Lineage
Teckel pipelines define a directed acyclic graph (DAG) of assets. Lineage — the record of how data flows from sources through transformations to outputs — is implicit in this DAG structure. Every from, left, right, sources, views, current, and incoming field is a lineage edge.
Implicit Lineage from the DAG
You do not need to declare lineage explicitly. The pipeline definition itself is the lineage graph.
input:
- name: raw_orders
format: parquet
path: "data/orders"
- name: raw_customers
format: parquet
path: "data/customers"
transformation:
- name: enriched_orders
join:
left: raw_orders
right: raw_customers
on: "raw_orders.customer_id = raw_customers.id"
type: inner
- name: daily_revenue
groupBy:
from: enriched_orders
columns: [order_date]
aggregations:
- column: amount
function: sum
alias: total_revenue
output:
- name: revenue_output
format: parquet
path: "output/revenue"
from: daily_revenue
The lineage graph derived from this pipeline:
raw_orders ──────┐
├──> enriched_orders ──> daily_revenue ──> revenue_output
raw_customers ───┘
A conforming implementation can traverse this graph to answer:
- Upstream impact: What feeds
daily_revenue? Answer:enriched_orders, which depends onraw_ordersandraw_customers. - Downstream impact: What breaks if
raw_customerschanges? Answer:enriched_orders,daily_revenue, andrevenue_output.
Asset URN Scheme
When a pipeline.namespace is declared, each asset gets a globally unique identifier (URN):
teckel://<namespace>/<asset_name>
Examples
Given pipeline.namespace: com.company.finance:
| Asset | URN |
|---|---|
raw_orders | teckel://com.company.finance/raw_orders |
enriched_orders | teckel://com.company.finance/enriched_orders |
daily_revenue | teckel://com.company.finance/daily_revenue |
URN Usage
Implementations should use these URNs when:
- Emitting lineage events to external systems.

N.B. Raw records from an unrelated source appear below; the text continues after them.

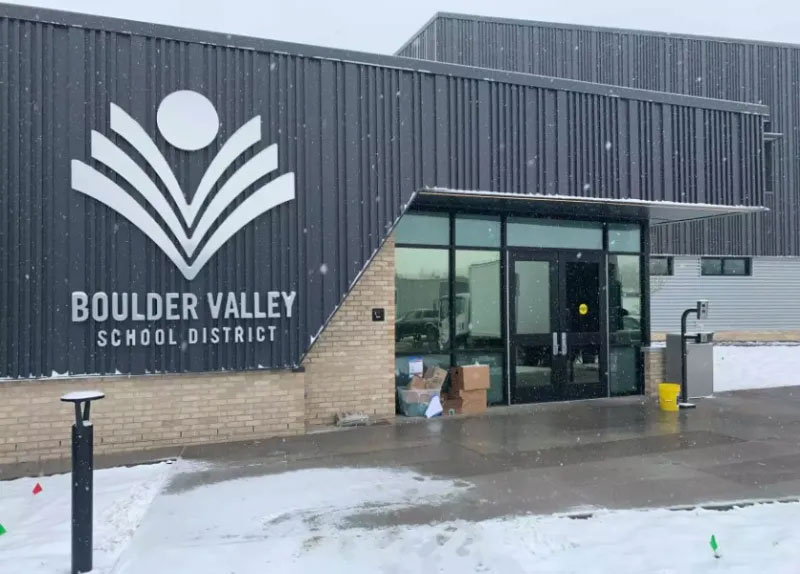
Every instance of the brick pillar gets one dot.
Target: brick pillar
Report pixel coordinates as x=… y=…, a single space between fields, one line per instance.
x=350 y=368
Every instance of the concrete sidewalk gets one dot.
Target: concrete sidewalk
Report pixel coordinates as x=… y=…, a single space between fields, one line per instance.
x=617 y=453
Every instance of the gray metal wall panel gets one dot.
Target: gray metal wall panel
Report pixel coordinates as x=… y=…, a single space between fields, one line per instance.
x=765 y=301
x=361 y=138
x=727 y=69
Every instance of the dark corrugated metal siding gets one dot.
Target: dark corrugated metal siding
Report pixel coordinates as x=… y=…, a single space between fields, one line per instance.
x=360 y=136
x=715 y=68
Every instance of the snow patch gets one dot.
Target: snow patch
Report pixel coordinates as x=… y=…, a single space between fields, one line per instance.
x=38 y=537
x=755 y=367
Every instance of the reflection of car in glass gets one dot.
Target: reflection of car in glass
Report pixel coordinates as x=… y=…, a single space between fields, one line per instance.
x=419 y=324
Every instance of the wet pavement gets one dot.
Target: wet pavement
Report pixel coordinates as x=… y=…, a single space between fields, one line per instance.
x=566 y=457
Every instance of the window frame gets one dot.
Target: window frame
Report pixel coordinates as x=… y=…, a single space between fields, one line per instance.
x=670 y=266
x=748 y=266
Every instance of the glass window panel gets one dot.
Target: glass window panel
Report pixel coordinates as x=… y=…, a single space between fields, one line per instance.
x=533 y=370
x=532 y=297
x=624 y=238
x=495 y=361
x=476 y=231
x=424 y=229
x=477 y=305
x=710 y=266
x=623 y=371
x=625 y=299
x=660 y=266
x=421 y=299
x=734 y=266
x=554 y=233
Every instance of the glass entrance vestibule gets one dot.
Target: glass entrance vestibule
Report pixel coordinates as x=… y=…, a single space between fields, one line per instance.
x=555 y=307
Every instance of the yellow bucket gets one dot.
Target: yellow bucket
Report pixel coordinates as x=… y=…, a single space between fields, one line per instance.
x=668 y=396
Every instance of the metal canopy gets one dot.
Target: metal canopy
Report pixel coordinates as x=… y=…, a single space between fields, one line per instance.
x=656 y=212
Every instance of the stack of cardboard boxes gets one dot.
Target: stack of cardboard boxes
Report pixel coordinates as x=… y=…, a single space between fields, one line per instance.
x=468 y=387
x=417 y=395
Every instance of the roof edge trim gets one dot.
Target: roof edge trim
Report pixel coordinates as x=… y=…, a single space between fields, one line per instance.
x=79 y=20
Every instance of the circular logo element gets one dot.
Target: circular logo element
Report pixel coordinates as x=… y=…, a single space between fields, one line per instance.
x=187 y=120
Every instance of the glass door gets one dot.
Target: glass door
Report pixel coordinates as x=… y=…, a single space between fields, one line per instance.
x=533 y=287
x=557 y=317
x=581 y=344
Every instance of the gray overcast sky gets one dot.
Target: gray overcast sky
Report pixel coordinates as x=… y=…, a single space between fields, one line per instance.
x=383 y=25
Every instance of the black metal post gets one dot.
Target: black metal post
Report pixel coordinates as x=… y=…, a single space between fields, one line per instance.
x=82 y=495
x=684 y=383
x=82 y=479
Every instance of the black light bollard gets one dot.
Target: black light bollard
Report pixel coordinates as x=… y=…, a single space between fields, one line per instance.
x=82 y=466
x=701 y=311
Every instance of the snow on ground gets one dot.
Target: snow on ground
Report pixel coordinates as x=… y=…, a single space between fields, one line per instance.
x=755 y=367
x=307 y=521
x=257 y=524
x=37 y=540
x=297 y=522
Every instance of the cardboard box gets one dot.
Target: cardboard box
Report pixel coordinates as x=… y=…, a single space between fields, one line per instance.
x=432 y=378
x=466 y=402
x=469 y=378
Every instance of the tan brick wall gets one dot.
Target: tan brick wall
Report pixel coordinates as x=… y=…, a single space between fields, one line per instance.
x=654 y=370
x=350 y=368
x=150 y=411
x=351 y=365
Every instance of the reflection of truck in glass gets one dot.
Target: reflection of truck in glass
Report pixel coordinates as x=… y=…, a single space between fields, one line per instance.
x=418 y=324
x=477 y=309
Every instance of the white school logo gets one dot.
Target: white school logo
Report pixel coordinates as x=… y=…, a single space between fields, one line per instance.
x=188 y=121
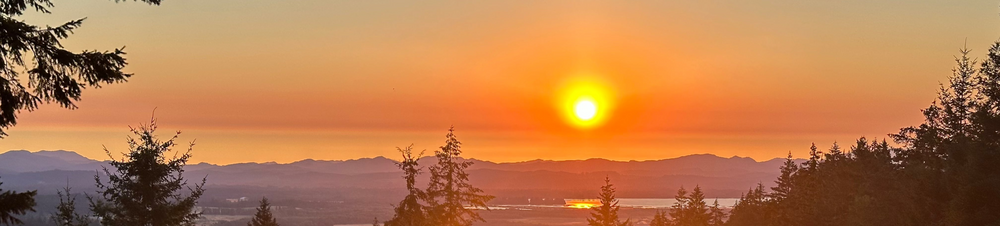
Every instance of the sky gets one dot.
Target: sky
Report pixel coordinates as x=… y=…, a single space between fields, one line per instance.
x=282 y=81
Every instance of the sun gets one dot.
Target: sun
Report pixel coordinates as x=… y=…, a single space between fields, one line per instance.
x=586 y=102
x=585 y=109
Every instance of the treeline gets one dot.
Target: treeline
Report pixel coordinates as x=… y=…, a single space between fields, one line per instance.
x=946 y=171
x=143 y=188
x=448 y=200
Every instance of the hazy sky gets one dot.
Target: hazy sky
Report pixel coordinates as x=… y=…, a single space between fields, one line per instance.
x=268 y=80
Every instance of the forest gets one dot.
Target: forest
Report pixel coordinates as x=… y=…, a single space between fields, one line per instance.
x=943 y=171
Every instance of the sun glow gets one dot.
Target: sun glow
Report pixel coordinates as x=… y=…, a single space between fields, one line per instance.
x=585 y=109
x=586 y=102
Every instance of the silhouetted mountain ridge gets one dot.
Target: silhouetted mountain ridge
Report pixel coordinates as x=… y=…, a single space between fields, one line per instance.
x=48 y=170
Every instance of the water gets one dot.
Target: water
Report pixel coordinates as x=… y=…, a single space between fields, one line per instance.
x=666 y=203
x=631 y=203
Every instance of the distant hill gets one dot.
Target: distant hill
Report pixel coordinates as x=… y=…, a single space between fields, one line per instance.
x=719 y=176
x=21 y=161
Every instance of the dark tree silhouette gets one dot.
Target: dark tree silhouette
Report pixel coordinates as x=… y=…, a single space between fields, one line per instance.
x=716 y=217
x=751 y=209
x=660 y=219
x=15 y=203
x=409 y=212
x=66 y=214
x=54 y=74
x=607 y=213
x=945 y=172
x=263 y=216
x=449 y=190
x=690 y=209
x=145 y=187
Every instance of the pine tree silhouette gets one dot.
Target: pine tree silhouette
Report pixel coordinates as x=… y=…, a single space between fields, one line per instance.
x=55 y=73
x=15 y=203
x=660 y=219
x=263 y=216
x=145 y=187
x=449 y=190
x=607 y=213
x=409 y=212
x=66 y=214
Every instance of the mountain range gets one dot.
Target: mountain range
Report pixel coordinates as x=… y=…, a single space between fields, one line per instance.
x=720 y=177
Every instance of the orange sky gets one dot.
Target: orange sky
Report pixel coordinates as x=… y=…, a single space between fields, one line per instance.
x=258 y=80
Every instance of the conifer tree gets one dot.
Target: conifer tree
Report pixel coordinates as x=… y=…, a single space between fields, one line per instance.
x=449 y=190
x=66 y=214
x=660 y=219
x=716 y=217
x=698 y=209
x=607 y=213
x=690 y=209
x=678 y=211
x=15 y=203
x=409 y=212
x=145 y=186
x=54 y=73
x=263 y=217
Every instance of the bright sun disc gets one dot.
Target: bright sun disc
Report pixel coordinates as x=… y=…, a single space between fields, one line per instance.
x=585 y=109
x=586 y=103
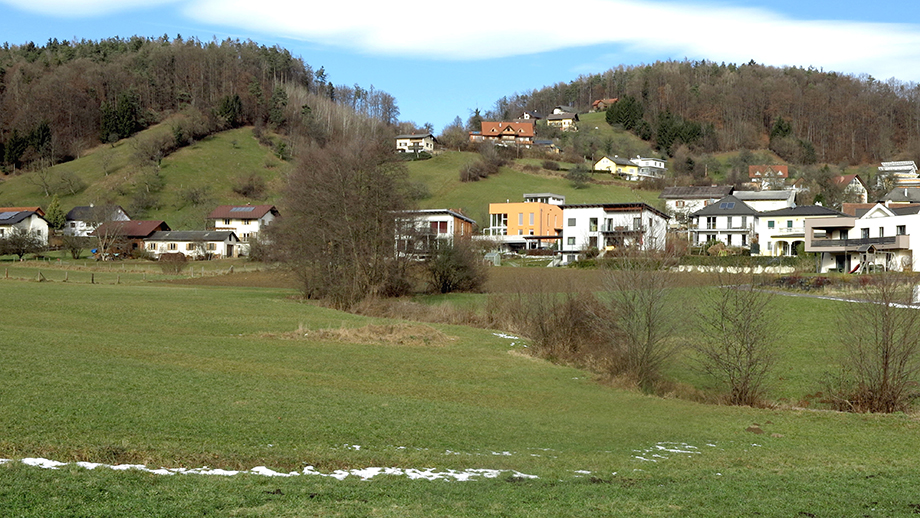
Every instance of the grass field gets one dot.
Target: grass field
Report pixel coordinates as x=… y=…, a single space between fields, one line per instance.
x=222 y=376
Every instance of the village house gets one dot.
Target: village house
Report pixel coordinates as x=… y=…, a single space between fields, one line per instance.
x=781 y=232
x=728 y=220
x=505 y=133
x=245 y=221
x=680 y=202
x=82 y=220
x=23 y=221
x=126 y=237
x=876 y=239
x=534 y=223
x=194 y=244
x=768 y=177
x=416 y=143
x=898 y=174
x=418 y=231
x=611 y=227
x=766 y=200
x=602 y=104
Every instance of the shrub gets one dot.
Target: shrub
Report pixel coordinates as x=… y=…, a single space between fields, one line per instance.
x=173 y=263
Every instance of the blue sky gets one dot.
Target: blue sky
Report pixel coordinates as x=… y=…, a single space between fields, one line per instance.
x=442 y=60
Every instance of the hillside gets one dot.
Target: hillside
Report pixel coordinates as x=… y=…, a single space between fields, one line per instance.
x=189 y=183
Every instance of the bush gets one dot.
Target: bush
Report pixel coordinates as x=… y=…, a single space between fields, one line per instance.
x=173 y=263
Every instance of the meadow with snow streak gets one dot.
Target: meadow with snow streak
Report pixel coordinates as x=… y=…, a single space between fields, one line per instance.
x=182 y=377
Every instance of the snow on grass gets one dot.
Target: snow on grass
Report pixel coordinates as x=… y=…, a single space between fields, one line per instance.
x=363 y=474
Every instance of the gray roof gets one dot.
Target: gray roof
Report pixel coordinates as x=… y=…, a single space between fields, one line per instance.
x=804 y=210
x=191 y=235
x=89 y=212
x=903 y=194
x=727 y=206
x=11 y=218
x=764 y=195
x=703 y=192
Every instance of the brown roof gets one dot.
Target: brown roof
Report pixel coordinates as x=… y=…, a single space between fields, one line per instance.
x=520 y=129
x=241 y=211
x=768 y=171
x=37 y=210
x=134 y=229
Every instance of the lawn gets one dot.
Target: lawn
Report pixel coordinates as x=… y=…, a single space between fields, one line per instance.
x=191 y=376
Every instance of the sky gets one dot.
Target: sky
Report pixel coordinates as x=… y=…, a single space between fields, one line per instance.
x=443 y=59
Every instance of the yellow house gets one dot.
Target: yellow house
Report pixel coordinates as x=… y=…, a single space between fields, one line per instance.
x=529 y=224
x=618 y=166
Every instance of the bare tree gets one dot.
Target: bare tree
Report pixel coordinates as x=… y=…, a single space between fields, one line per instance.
x=881 y=347
x=642 y=317
x=738 y=328
x=338 y=232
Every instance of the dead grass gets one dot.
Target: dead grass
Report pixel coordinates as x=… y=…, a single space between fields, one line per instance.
x=402 y=334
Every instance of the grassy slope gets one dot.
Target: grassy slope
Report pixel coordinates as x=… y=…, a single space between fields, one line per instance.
x=187 y=376
x=212 y=162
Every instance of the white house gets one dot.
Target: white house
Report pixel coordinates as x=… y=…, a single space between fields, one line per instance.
x=83 y=220
x=416 y=143
x=24 y=220
x=680 y=202
x=878 y=239
x=195 y=244
x=246 y=221
x=902 y=173
x=417 y=230
x=610 y=226
x=728 y=220
x=767 y=200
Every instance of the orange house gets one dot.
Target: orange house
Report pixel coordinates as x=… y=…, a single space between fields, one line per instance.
x=528 y=224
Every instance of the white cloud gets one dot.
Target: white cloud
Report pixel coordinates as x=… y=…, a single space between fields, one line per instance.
x=81 y=8
x=463 y=31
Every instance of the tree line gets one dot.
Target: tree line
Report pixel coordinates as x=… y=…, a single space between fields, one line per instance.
x=806 y=115
x=64 y=97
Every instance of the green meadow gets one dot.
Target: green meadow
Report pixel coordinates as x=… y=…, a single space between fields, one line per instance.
x=187 y=375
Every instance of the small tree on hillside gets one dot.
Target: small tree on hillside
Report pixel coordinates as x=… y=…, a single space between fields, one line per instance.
x=20 y=242
x=738 y=328
x=881 y=348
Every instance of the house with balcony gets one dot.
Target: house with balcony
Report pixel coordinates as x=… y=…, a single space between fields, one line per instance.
x=767 y=200
x=532 y=224
x=728 y=220
x=878 y=239
x=416 y=143
x=245 y=221
x=418 y=231
x=609 y=227
x=781 y=232
x=680 y=202
x=505 y=133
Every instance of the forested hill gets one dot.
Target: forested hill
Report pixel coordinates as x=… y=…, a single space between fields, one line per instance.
x=59 y=99
x=805 y=115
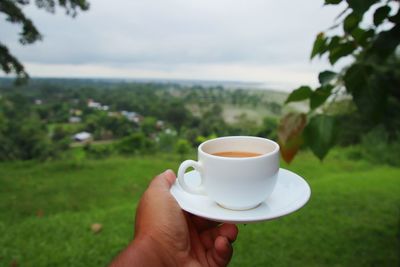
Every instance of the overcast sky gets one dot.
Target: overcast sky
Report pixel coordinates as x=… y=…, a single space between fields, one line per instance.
x=236 y=40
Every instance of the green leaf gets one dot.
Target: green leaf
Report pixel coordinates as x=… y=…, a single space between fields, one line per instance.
x=351 y=22
x=368 y=90
x=361 y=36
x=395 y=18
x=319 y=96
x=341 y=50
x=301 y=93
x=381 y=14
x=386 y=43
x=332 y=2
x=334 y=41
x=290 y=136
x=319 y=134
x=361 y=6
x=319 y=46
x=326 y=77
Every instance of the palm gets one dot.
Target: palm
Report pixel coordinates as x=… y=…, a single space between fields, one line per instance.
x=209 y=242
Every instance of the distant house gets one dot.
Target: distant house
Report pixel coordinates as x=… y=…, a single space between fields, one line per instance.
x=83 y=137
x=74 y=119
x=132 y=116
x=97 y=105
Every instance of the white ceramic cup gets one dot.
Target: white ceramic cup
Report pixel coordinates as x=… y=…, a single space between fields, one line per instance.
x=234 y=183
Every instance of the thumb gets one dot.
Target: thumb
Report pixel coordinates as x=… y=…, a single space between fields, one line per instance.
x=221 y=253
x=164 y=180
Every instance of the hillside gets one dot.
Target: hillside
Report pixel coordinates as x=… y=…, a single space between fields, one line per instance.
x=46 y=211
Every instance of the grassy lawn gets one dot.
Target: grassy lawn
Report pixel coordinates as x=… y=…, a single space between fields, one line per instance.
x=46 y=210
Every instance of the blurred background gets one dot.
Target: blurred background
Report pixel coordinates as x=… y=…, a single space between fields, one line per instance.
x=96 y=98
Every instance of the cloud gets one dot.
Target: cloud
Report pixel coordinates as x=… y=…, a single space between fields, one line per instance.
x=157 y=36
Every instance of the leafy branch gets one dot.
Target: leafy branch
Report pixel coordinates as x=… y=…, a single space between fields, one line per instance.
x=372 y=80
x=29 y=34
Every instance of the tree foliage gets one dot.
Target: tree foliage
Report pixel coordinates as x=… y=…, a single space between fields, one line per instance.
x=13 y=11
x=371 y=80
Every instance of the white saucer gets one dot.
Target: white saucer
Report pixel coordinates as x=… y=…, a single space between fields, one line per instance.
x=290 y=194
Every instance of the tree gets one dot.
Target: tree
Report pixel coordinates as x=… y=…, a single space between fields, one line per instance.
x=371 y=81
x=13 y=10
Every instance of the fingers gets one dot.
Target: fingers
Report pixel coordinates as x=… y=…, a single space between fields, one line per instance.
x=229 y=231
x=209 y=236
x=164 y=180
x=221 y=253
x=202 y=224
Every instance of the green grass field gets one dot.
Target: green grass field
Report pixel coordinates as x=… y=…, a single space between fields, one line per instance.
x=46 y=210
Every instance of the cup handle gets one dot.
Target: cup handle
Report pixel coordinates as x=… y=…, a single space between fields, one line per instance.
x=181 y=177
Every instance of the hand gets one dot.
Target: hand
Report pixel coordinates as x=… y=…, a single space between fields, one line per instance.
x=167 y=236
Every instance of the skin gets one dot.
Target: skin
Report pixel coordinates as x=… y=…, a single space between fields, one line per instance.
x=165 y=235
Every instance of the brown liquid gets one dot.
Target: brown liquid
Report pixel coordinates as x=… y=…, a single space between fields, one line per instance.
x=236 y=154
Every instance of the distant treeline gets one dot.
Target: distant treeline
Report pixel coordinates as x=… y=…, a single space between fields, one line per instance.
x=39 y=120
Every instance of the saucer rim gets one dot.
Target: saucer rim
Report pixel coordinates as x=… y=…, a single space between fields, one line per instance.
x=290 y=208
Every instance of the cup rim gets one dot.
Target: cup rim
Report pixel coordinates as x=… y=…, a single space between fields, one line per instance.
x=269 y=154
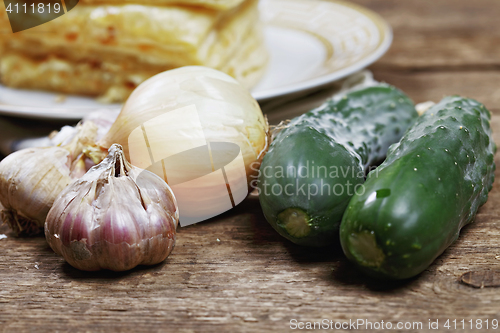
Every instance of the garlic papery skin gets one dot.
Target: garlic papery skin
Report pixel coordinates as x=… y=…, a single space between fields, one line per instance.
x=178 y=122
x=32 y=178
x=115 y=217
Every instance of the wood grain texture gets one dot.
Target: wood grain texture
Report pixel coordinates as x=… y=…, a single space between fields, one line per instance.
x=253 y=280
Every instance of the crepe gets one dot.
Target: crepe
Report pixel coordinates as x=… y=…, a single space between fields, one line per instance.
x=215 y=4
x=107 y=50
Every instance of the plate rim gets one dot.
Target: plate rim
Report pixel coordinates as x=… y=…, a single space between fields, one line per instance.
x=72 y=113
x=323 y=80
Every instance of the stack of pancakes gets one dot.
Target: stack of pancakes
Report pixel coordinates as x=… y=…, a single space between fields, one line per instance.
x=106 y=48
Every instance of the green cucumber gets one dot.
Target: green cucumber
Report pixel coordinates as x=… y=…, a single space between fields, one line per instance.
x=431 y=185
x=315 y=165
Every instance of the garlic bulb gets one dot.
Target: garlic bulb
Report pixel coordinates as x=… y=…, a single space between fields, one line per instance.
x=32 y=178
x=115 y=217
x=199 y=130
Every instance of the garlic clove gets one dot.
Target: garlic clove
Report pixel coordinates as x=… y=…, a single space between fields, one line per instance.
x=115 y=217
x=32 y=178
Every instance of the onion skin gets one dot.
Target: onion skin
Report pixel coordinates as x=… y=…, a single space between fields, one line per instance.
x=227 y=113
x=115 y=217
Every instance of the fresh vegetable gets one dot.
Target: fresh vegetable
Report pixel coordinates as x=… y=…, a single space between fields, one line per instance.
x=318 y=161
x=187 y=123
x=115 y=217
x=431 y=185
x=32 y=178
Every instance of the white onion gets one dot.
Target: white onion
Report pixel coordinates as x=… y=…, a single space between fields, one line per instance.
x=188 y=108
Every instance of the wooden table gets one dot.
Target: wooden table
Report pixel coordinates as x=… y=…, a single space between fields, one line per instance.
x=234 y=273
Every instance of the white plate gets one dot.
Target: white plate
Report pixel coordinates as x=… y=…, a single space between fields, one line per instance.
x=311 y=43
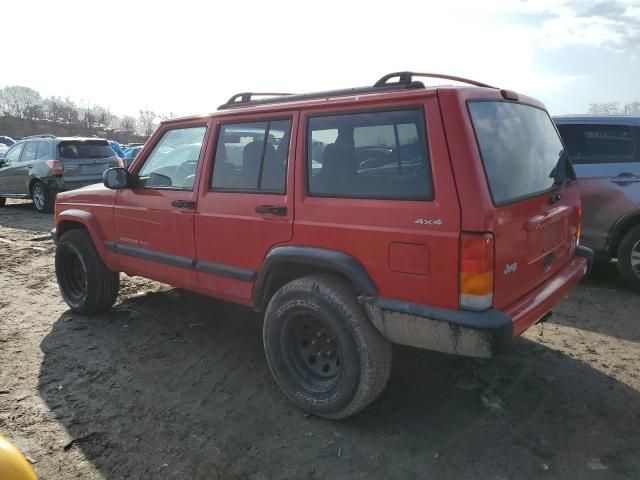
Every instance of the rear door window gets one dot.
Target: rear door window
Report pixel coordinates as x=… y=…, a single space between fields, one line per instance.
x=519 y=146
x=374 y=155
x=29 y=153
x=599 y=143
x=85 y=149
x=252 y=157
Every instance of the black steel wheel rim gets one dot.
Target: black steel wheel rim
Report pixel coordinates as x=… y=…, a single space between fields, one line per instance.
x=74 y=275
x=311 y=352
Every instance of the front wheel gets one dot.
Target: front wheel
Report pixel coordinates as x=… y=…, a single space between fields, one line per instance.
x=325 y=354
x=43 y=198
x=629 y=257
x=86 y=283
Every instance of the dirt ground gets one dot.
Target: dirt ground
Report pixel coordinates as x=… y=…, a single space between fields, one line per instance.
x=175 y=385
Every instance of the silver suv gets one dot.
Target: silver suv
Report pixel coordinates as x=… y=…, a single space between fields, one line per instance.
x=39 y=166
x=605 y=152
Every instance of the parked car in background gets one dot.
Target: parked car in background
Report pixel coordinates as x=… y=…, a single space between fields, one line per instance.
x=424 y=216
x=605 y=152
x=5 y=144
x=40 y=166
x=130 y=154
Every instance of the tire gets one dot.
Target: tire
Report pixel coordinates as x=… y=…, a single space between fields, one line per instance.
x=43 y=198
x=629 y=258
x=85 y=282
x=353 y=370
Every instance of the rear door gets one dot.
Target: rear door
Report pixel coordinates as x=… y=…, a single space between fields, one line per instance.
x=22 y=168
x=376 y=183
x=246 y=202
x=535 y=232
x=606 y=159
x=85 y=160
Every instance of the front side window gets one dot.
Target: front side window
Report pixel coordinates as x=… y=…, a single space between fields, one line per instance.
x=29 y=153
x=519 y=146
x=598 y=143
x=252 y=157
x=13 y=155
x=369 y=155
x=173 y=162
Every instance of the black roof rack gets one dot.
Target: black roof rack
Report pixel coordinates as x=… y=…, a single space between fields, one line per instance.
x=405 y=81
x=43 y=135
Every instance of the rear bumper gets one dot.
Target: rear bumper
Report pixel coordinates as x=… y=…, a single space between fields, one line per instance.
x=473 y=334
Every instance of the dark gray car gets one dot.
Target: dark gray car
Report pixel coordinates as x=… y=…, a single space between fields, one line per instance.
x=605 y=152
x=38 y=167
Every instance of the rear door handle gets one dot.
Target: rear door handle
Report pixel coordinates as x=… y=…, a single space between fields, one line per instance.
x=271 y=210
x=625 y=177
x=184 y=204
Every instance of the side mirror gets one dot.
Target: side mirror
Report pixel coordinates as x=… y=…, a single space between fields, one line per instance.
x=116 y=178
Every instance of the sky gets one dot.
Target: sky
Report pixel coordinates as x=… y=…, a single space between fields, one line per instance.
x=187 y=57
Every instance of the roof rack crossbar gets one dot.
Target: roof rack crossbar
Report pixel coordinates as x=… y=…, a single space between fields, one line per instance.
x=43 y=135
x=407 y=77
x=405 y=81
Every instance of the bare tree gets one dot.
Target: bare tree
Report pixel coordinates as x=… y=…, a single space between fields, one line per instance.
x=21 y=102
x=128 y=124
x=146 y=122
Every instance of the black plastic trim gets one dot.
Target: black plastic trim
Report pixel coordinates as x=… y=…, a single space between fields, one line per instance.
x=495 y=324
x=586 y=252
x=229 y=271
x=331 y=259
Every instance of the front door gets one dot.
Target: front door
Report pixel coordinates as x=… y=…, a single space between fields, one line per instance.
x=246 y=203
x=7 y=170
x=154 y=219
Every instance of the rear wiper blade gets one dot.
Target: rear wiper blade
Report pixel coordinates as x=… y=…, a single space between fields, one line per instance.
x=559 y=177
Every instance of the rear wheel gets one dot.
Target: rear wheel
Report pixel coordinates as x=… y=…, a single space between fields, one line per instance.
x=629 y=257
x=43 y=199
x=86 y=283
x=322 y=349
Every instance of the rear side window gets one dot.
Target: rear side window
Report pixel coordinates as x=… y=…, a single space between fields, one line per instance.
x=369 y=155
x=520 y=149
x=598 y=143
x=85 y=149
x=29 y=153
x=252 y=157
x=43 y=150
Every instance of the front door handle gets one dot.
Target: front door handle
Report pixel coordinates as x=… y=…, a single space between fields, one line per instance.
x=184 y=204
x=271 y=210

- Registering assets in data catalogs.
- Referencing assets across pipelines (e.g., in exposures of type
pipeline).
Declaring the Namespace
pipeline:
name: Revenue Pipeline
namespace: com.company.finance
Without a namespace, URNs are not generated. Asset names remain local to the pipeline.
Dataset-Level vs Column-Level Lineage
Teckel defines dataset-level lineage explicitly through the DAG structure. Every edge in the graph (each from, join, union, etc.) is a dataset-level lineage relationship.
Column-level lineage — which output columns derive from which input columns — is NOT declared in the YAML. It is inferred by the runtime from the transformation semantics. For example, a select with explicit column references allows the runtime to determine that output.total_revenue derives from input.amount.
OpenLineage Compatibility
Conforming implementations should be able to emit OpenLineage-compatible RunEvent payloads. OpenLineage is an open standard for lineage metadata.
A Teckel pipeline maps to OpenLineage concepts as follows:
| Teckel Concept | OpenLineage Concept |
|---|---|
| Pipeline execution | RunEvent |
| Input asset | Input dataset facet |
| Output asset | Output dataset facet |
| Transformation | Job facet |
| Asset URN | Dataset namespace + name |
| Column metadata | Column lineage facet |
| Tags | Custom facet |
An implementation emitting OpenLineage events enables integration with lineage-aware systems like Marquez, DataHub, or OpenMetadata.
Lineage Export
A conforming implementation should be able to:
- Export the full lineage graph as a JSON artifact. This artifact contains all assets, their types, and the edges between them.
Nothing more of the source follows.